Joint par téléphone par notre média, Danny Boss Singoma précise que le CCNSC-RDC n'est « ni de près ni de loin » concerné par la marche populaire organisée à Bukavu par certaines organisations de la société civile en soutien à l'AFC/M23.

Selon lui, la plateforme nationale ne dispose plus d'un contrôle effectif sur sa structure provinciale du Sud-Kivu et ne peut, par conséquent, être tenue responsable des positions ou des activités qui y sont menées.

« Depuis l'occupation d'une partie de notre pays par les forces négatives dans l'Est, principalement la ville de Bukavu, nous n'avons plus de contact permanent avec nos collègues et n'avons plus la possibilité d'interagir avec les autorités de fait, la vocation du CCNSC-RDC étant d'être en dialogue permanent avec les autorités publiques ainsi qu'avec les partenaires de la coopération bilatérale et multilatérale. Aujourd'hui, cette partie du pays sous occupation nous échappe complètement », a déclaré Danny Boss Singoma.

Il affirme que le CCNSC-RDC suit avec inquiétude la situation des acteurs de la société civile évoluant dans les territoires sous occupation.

« Nous sommes solidaires de tous nos collègues des zones à forte intensité de conflit et demeurons préoccupés par les épreuves qu'ils traversent. Beaucoup ont dû s'exiler loin de leurs familles, tandis que d'autres sont restés aux côtés de la population dans des conditions marquées par des privations de libertés civiques. Lorsque nos collègues organisent des activités de mobilisation, nous nous interrogeons sur le degré d'implication des autorités rebelles dans ces initiatives. Cela nous impose la prudence et nous empêche d'endosser leurs actions.
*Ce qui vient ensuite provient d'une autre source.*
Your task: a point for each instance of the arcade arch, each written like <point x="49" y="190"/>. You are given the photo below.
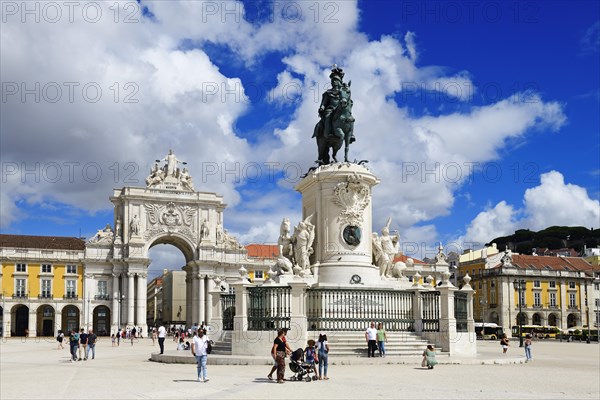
<point x="20" y="320"/>
<point x="45" y="320"/>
Nous espérons vivement qu'une issue pacifique sera rapidement trouvée afin que le pays retrouve son unité et nous permette de nous redéployer auprès de tous les cadres de concertation provinciaux de la société civile », a-t-il affirmé.

Le président national du CCNSC-RDC appelle par ailleurs les organisations de la société civile à préserver leur indépendance.

« Nous demandons à l'ensemble des actrices et acteurs de la société civile congolaise de demeurer apolitiques et objectifs, et de ne pas se compromettre dans des alliances qui ne répondent pas à l'intérêt supérieur de la Nation et de la population. Nous appelons également tous nos partenaires institutionnels et non institutionnels, ainsi que les partenaires de la coopération bilatérale et multilatérale, à soutenir la restructuration et le renforcement du Cadre de concertation de la société civile afin de promouvoir la convergence des organisations de la société civile dans leur diversité et leur pluralité, et de contribuer au renforcement de la démocratie et de l'État de droit en RDC avec la participation active de ces organisations », a-t-il ajouté.

Danny Boss Singoma invite enfin les organisations de la société civile à privilégier la concertation interne et la convergence des points de vue dans leurs prises de position.